Bordered by Costa Rica to the west and Colombia to the southeast, vibrant Panama serves as the meeting point between two oceans, as well as two continents. With a population of almost four million people, Panama is a small country, but recent years have seen a massive influx of investors, businesspeople and fortune-seekers riding the country's development wave.
Panama has shaken off its third-world image to become a haven for expats. Foreigners are drawn to the country for its modern infrastructure teamed with a warm climate, peaceful lifestyle and beautiful tropical surroundings. Large expat communities can be found here, particularly in Panama City, and there is also a growing number of foreigners setting up holiday homes on Panama’s offshore islands.
In years past, many expats living in Panama were of retirement age and were enticed by government incentives such as discounts on goods and low-cost medical treatment. However, the Panamanian government has been pushing foreign investment and, as a result, there is now a vibrant, dynamic and driven community of people looking to grow their businesses in Panama.
Expats moving to Panama will be pleased to discover that the country's cost of living is quite low. The price of property has increased with the country's growing popularity, but this is dependent on the city and location. The cost of transportation is relatively cheap compared to North America and Europe, and shopping in Panama is mostly duty-free.
There are also a few cultural and lifestyle adjustments new arrivals should consider when pondering a move to Panama. Those from Western countries may struggle with the lack of certain conveniences and the much slower pace of life. Getting used to shops closing for lunch and even government services being shut at inconvenient times is something newcomers will have to accommodate.
The standard of healthcare in Panama is fairly good, particularly in private hospitals in major cities. Expats should ensure they have a good health insurance policy to gain access to the best care and facilities. Compared to other South- and Central American countries, Panama is relatively safe, but burglaries are still common and theft from vehicles is widespread. Police have a strong presence on Panama’s city streets and carry out regular checks on cars at roadsides to keep track of criminal movements. Expats should always exercise caution when using ATMs and be vigilant when walking alone at night.
The Panamanian people are known for being friendly, hospitable and welcoming towards new arrivals. While the official language of Panama is Spanish, English proficiency is extremely common, especially in the cities and when conducting business.

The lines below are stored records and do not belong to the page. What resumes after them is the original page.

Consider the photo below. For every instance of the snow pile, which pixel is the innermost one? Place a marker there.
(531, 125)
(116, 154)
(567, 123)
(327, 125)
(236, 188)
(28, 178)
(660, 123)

A fascinating and incredibly picturesque country, Panama is sure to have expats staying far longer than originally anticipated.

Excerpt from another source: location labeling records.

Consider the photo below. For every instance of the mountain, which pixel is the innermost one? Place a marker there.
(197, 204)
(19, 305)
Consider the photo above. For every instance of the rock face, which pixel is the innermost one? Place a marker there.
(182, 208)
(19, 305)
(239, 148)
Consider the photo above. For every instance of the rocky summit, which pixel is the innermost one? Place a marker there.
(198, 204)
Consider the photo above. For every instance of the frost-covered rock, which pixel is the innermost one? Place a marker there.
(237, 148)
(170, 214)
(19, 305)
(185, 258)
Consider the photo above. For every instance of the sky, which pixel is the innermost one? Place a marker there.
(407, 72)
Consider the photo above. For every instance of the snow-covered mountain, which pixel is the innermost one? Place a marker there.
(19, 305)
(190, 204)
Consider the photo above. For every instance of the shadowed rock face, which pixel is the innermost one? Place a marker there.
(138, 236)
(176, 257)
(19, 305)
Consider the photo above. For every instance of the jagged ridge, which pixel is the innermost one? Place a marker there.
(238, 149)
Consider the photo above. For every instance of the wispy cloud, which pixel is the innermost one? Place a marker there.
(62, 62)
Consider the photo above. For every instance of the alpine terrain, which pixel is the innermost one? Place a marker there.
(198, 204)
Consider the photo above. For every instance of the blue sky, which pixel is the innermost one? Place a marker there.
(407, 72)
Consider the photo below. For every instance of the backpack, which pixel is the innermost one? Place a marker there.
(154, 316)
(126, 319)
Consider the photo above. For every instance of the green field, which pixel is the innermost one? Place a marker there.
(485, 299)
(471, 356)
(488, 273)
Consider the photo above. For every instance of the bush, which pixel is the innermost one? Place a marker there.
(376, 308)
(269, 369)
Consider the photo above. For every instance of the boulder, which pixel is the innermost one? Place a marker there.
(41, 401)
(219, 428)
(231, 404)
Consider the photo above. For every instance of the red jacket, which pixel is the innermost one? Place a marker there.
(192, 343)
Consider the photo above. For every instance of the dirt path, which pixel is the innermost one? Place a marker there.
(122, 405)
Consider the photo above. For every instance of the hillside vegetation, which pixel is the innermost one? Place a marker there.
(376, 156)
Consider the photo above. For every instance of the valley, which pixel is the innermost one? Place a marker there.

Population: About 4 million
Capital city: Panama City
Neighbouring countries: Panama is bordered by Costa Rica in the north and Colombia in the south.
Geography: Panama forms the isthmus that connects Central America to South America. The country is home to white sandy beaches with turquoise waters and dense jungles, which lead up into the volcanic mountain ranges that run its entire length.

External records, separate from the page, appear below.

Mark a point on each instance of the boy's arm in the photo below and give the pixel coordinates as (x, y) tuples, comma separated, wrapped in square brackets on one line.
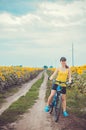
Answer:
[(69, 75), (54, 74)]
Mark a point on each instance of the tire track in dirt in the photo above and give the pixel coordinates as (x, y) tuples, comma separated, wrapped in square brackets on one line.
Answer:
[(36, 118), (21, 92)]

Political system: Unitary presidential constitutional republic
Major religion: Roman Catholic
Main language: Spanish
Money: Panama's official currency is the Panamanian Balboa (PAB), which can be divided into 100 cents. The currency used for day-to-day interactions is the United States Dollar (USD). Expats will find that ATMs and card facilities are widely available in Panama.
Tipping: A tip of 10 percent is generally expected for most services where gratuity has not already been included in the bill.
Electricity: 110 volts, 60Hz. Plugs with two flat blades are used throughout the country.
Internet domain: .pa
International dialling code: +507
Emergency numbers: 104 (police), 103 (fire and ambulance)
Transport: Panamanians drive on the right-hand side of the road. Panama City has a reliable and extensive public transport network. For travel around the country, expats should consider air travel or taking their own car as inter-city bus networks are known to be unsafe.